Occupying a privileged front row position in the Birdcage, The Village Green sat beyond the pale of an over-scaled white picket fence. BTTB Events and Hecker Phelan & Guthrie collaborated to create this quirky garden party setting. With synthetic grass underfoot, sculptural totem trees and voluminous green fabric billowing the space refused to take itself seriously. Oversized elements played cheeky tricks with proportion and scale. Bespoke pendant lights, circular ottomans and scatter cushions, all covered in a pink floral dress fabric, animated crisp white chairs and tables. “We’ve also created designs that can be used for a couple of years to cut back on waste,” said Corina Baldwin from BTTB Events – in a nod to the sustainable design, and fiscal restraint.

Nearby, at Schiavello, BVN created an encasing intimacy amidst a blanket of feathers. Drawing on the association of feathers with racing culture the BVN team created a soft, tactile environment using 2000 upside down ostrich feather dusters that were fixed through the marquee structure. BVN observed that in contrast to the interior, “The external aesthetic was derived from the construction for holding the feather dusters in place, which creates a contrasting spiky aesthetic.” Back inside a hot pink, high-back banquette divided the space along its length, creating discrete zones of activity.

The interiors of the trackside marquees have the power to transport their inhabitants.

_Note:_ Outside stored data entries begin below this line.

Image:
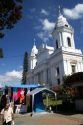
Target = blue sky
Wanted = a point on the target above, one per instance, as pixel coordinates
(37, 22)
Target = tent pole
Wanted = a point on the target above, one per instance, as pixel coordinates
(32, 103)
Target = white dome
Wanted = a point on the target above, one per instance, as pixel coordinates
(61, 21)
(34, 50)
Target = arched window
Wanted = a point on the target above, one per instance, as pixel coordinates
(56, 44)
(69, 41)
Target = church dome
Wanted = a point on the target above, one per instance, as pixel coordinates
(61, 21)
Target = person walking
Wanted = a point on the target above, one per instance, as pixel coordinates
(7, 115)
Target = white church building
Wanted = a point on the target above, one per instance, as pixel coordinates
(48, 65)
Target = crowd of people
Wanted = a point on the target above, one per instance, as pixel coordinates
(6, 111)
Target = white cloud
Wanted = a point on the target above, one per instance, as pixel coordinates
(43, 11)
(47, 25)
(11, 76)
(46, 29)
(74, 13)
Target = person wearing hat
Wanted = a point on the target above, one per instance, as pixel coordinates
(7, 115)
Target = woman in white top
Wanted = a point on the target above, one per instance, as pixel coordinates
(7, 115)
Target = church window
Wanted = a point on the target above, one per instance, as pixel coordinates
(69, 41)
(57, 44)
(73, 68)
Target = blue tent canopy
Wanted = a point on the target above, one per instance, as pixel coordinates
(25, 86)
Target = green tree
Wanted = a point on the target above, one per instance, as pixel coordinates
(25, 69)
(10, 13)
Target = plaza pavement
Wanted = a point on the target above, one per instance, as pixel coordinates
(48, 119)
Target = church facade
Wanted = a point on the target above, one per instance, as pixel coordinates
(48, 65)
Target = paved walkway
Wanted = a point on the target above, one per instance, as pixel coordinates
(48, 119)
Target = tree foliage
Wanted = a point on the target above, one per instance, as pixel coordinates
(10, 13)
(25, 68)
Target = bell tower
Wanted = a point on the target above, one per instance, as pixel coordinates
(63, 33)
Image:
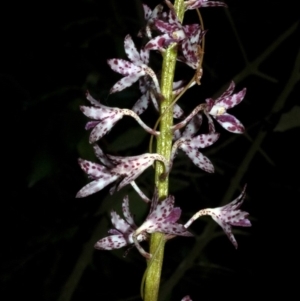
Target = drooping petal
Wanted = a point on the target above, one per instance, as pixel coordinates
(142, 104)
(231, 101)
(93, 170)
(126, 212)
(193, 4)
(204, 140)
(230, 123)
(96, 185)
(120, 224)
(104, 127)
(126, 81)
(111, 242)
(123, 67)
(131, 51)
(198, 158)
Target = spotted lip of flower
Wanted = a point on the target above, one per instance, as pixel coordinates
(121, 234)
(125, 169)
(230, 215)
(163, 218)
(192, 4)
(173, 32)
(217, 109)
(133, 70)
(104, 118)
(150, 16)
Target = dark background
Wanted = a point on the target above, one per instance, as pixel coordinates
(51, 53)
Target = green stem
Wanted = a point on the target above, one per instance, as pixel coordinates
(164, 146)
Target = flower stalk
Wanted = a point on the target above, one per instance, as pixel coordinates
(164, 147)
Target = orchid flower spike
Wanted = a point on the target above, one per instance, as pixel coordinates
(162, 218)
(123, 169)
(133, 70)
(104, 118)
(218, 110)
(226, 216)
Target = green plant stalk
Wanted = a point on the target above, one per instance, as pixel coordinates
(164, 146)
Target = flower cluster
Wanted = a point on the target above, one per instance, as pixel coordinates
(163, 29)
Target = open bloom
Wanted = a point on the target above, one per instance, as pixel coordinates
(104, 118)
(190, 146)
(162, 218)
(150, 16)
(133, 70)
(218, 110)
(123, 169)
(122, 233)
(192, 4)
(226, 216)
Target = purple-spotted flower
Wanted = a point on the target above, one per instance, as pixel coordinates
(174, 32)
(104, 118)
(218, 110)
(192, 4)
(133, 70)
(122, 169)
(226, 216)
(150, 17)
(162, 218)
(191, 145)
(122, 234)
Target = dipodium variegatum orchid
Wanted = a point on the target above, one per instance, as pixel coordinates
(165, 33)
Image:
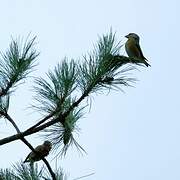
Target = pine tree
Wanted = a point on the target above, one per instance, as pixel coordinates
(61, 96)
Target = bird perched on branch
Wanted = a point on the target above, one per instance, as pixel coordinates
(41, 151)
(133, 48)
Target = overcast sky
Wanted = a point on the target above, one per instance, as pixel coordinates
(129, 136)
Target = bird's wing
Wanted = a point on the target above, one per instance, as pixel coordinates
(140, 51)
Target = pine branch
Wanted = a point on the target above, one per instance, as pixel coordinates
(17, 62)
(27, 143)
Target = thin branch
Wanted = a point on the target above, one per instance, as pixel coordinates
(27, 143)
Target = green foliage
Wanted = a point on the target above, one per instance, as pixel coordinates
(103, 69)
(16, 63)
(52, 94)
(7, 174)
(22, 171)
(61, 133)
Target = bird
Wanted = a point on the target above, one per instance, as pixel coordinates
(133, 48)
(42, 151)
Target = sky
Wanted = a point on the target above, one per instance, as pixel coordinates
(131, 135)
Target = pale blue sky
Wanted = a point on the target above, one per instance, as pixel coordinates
(132, 135)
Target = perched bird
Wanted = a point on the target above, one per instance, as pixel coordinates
(133, 48)
(42, 151)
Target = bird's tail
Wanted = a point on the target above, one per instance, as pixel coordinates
(26, 160)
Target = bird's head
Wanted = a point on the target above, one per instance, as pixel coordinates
(47, 144)
(132, 35)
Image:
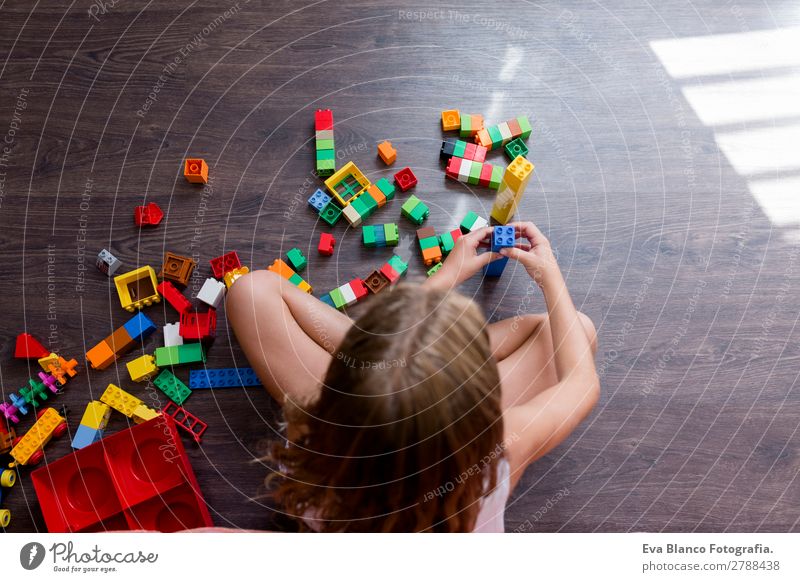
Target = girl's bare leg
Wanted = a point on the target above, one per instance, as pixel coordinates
(287, 335)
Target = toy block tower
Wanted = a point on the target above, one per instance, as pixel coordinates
(515, 179)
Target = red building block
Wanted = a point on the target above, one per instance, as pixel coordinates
(149, 215)
(29, 348)
(405, 179)
(225, 264)
(326, 244)
(174, 297)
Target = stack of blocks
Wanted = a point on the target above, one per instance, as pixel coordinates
(502, 133)
(515, 179)
(503, 237)
(93, 423)
(380, 235)
(475, 173)
(325, 153)
(120, 342)
(285, 271)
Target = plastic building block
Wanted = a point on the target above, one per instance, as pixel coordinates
(28, 449)
(195, 170)
(139, 327)
(107, 263)
(387, 153)
(174, 389)
(137, 288)
(29, 348)
(347, 184)
(212, 292)
(405, 179)
(326, 244)
(472, 222)
(231, 276)
(198, 326)
(186, 420)
(451, 120)
(137, 479)
(172, 334)
(142, 368)
(223, 378)
(515, 180)
(415, 210)
(149, 215)
(177, 268)
(285, 271)
(224, 264)
(376, 282)
(296, 259)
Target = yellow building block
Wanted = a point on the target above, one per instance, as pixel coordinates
(96, 415)
(231, 276)
(137, 288)
(142, 368)
(120, 400)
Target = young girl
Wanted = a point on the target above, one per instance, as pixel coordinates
(418, 416)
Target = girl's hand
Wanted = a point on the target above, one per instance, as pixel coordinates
(535, 255)
(464, 260)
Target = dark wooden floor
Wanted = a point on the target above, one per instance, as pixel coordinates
(692, 287)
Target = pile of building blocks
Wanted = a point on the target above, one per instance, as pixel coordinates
(223, 378)
(387, 153)
(108, 351)
(380, 235)
(195, 170)
(93, 424)
(502, 133)
(324, 146)
(515, 179)
(137, 289)
(462, 149)
(285, 271)
(172, 387)
(137, 479)
(29, 448)
(475, 173)
(415, 210)
(149, 215)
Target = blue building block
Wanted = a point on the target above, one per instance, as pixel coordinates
(223, 378)
(85, 436)
(318, 200)
(139, 327)
(503, 237)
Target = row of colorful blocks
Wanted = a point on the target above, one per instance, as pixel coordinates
(475, 173)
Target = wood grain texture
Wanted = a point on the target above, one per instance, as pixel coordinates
(691, 286)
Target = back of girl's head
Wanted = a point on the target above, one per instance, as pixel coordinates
(406, 432)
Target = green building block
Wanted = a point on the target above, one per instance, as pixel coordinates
(296, 259)
(331, 213)
(175, 390)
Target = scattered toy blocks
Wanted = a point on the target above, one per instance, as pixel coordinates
(28, 347)
(223, 378)
(137, 288)
(451, 120)
(326, 244)
(195, 170)
(296, 259)
(224, 264)
(149, 215)
(387, 153)
(212, 292)
(415, 210)
(107, 263)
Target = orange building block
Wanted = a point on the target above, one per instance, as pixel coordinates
(196, 171)
(387, 153)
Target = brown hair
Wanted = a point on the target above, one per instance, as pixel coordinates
(409, 413)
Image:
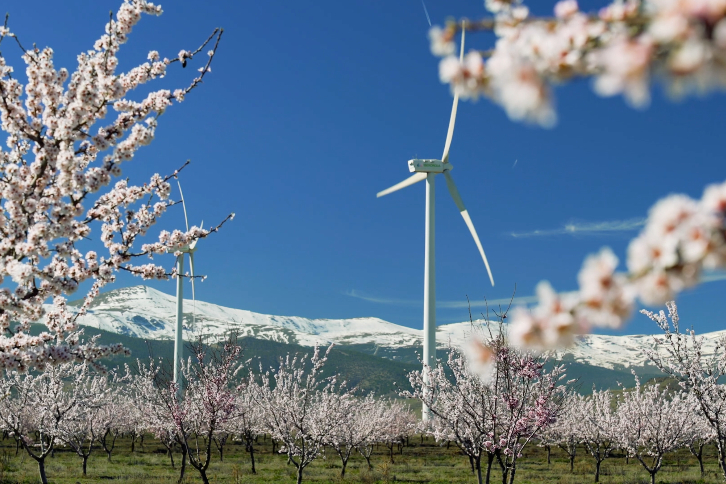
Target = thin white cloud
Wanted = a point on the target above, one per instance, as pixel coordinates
(713, 276)
(442, 304)
(586, 228)
(709, 276)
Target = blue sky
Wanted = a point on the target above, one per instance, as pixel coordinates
(314, 106)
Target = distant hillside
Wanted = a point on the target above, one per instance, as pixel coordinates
(370, 352)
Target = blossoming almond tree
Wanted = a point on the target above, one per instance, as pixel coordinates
(38, 409)
(598, 426)
(296, 402)
(653, 422)
(68, 134)
(84, 425)
(354, 425)
(681, 355)
(499, 414)
(623, 47)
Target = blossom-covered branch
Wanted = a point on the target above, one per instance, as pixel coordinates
(622, 47)
(68, 134)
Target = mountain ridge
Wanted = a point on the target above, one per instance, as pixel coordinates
(144, 312)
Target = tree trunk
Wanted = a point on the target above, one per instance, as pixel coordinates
(251, 449)
(342, 471)
(203, 473)
(41, 470)
(171, 456)
(514, 470)
(597, 470)
(478, 469)
(183, 465)
(490, 460)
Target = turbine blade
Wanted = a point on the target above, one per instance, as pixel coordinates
(452, 119)
(415, 178)
(184, 205)
(194, 296)
(467, 219)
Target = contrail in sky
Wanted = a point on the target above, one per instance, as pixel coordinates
(426, 12)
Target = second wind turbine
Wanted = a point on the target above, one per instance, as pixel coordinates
(427, 170)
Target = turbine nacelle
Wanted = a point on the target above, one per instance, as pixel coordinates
(428, 166)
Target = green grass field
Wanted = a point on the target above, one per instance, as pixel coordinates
(425, 462)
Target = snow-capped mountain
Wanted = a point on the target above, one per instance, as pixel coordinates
(146, 313)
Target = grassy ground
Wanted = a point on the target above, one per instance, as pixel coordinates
(421, 462)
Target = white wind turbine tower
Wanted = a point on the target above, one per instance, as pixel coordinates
(178, 332)
(428, 169)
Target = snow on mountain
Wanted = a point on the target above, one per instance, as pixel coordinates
(146, 313)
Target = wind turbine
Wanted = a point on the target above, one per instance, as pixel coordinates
(178, 332)
(427, 169)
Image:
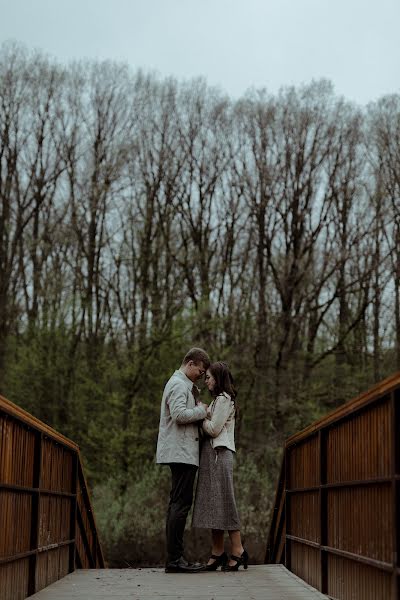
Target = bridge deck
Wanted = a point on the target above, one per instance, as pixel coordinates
(261, 582)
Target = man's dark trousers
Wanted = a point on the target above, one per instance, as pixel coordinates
(180, 501)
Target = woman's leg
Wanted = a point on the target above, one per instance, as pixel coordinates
(217, 537)
(236, 545)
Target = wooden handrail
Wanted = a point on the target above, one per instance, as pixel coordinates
(47, 525)
(336, 517)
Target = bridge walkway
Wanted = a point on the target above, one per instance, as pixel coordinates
(259, 582)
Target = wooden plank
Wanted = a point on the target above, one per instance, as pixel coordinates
(375, 393)
(18, 413)
(260, 582)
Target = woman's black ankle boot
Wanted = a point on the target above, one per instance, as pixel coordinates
(240, 560)
(219, 561)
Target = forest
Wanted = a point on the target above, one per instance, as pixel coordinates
(141, 216)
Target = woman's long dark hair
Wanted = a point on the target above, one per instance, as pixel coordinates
(223, 379)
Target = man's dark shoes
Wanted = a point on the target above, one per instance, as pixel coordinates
(183, 566)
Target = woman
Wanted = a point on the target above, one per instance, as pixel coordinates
(215, 506)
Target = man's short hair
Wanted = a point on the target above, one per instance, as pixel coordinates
(197, 355)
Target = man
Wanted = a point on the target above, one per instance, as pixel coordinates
(178, 446)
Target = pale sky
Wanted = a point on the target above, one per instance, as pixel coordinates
(234, 44)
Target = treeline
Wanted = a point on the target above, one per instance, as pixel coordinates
(140, 216)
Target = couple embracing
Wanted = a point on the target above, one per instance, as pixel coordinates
(184, 421)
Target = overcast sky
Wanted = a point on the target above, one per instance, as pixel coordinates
(234, 44)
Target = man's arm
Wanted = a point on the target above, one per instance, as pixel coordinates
(178, 409)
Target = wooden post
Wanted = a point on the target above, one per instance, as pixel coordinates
(72, 522)
(288, 557)
(395, 472)
(35, 514)
(323, 509)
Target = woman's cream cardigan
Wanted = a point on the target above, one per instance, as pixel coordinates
(220, 422)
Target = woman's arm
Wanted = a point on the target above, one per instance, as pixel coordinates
(222, 410)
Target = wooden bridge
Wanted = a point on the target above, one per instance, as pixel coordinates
(335, 529)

The serious enterprise on the track only intervenes now and then, if at all. The apparent nonchalance of marquee guests is a witty footnote referencing the power of design in the creation of social environments. If the dynamic of the space is right, people will just get on with the business of having a damn good time. This social dynamic is registered in the absurd conversations one might overhear trackside. Marquee parlance has its own very particular lilt – “GFC? No I don’t think any of them are here this year. The Geelong Football Club are ever so unpopular at the moment; Hawthorn trounced them in the 2008 AFL Grand Final. Another glass of French?”